La cannabis in tutte le sue varietà è probabilmente una delle piante più antiche del pianeta ed è stata usata per migliaia di anni nel corso dell’evoluzione del genere umano, eppure vi è un feroce dibattito sul fatto che il gene cannabis sia monotipico (una sola specie) o politipico (fino a tre specie). L’incertezza esiste da quando Linnaeus ha parlato di specie singola (Cannabis Sativa, nel 1753) e Lamarck ha invece proposto le due specie (Cannabis Sativa e Cannabis Indica nel 1785). Resta il fatto che non esistono dati scientifici, almeno negli ultimi 60/100 anni, e quindi se la pianta sia originaria di una certa area è ancora poco chiaro e di fatto sconosciuto. Esistono cose sulla Terra che hanno una storia più lunga che il genere umano e perciò il meglio che possiamo fare è fare ipotesi sulla base di quanto conosciamo della pianta. Ci sono relativamente pochi esperti della selezione della cannabis e solo da 50 anni alcune persone son venute allo scoperto per difenderla e cercare di renderla comunemente accettata.

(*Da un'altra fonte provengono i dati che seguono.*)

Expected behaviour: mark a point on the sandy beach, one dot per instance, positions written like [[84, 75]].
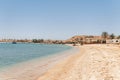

alla fine degli anni ’80 e dai primi anni ’90 la produzione di cannabis si è sviluppata in parte grazie all’Olanda e alla sua tolleranza verso di essa, in parte grazie all’implementazione delle tecniche agricole derivate dalla moderna agricoltura, e così oggi siamo capaci di clonare, conservare le madri per tutto l’anno e produrre sia semi che infiorescenze. Nel passato, invece la pianta di cannabis era un’erba stagionale come il basilico, il prezzemolo o il coriandolo e cresceva dal seme, mentre, da quando abbiamo imparato a conservare piante selezionate come madri, possiamo ora riprodurre una pianta selezionata e mantenerla in vita indefinitamente.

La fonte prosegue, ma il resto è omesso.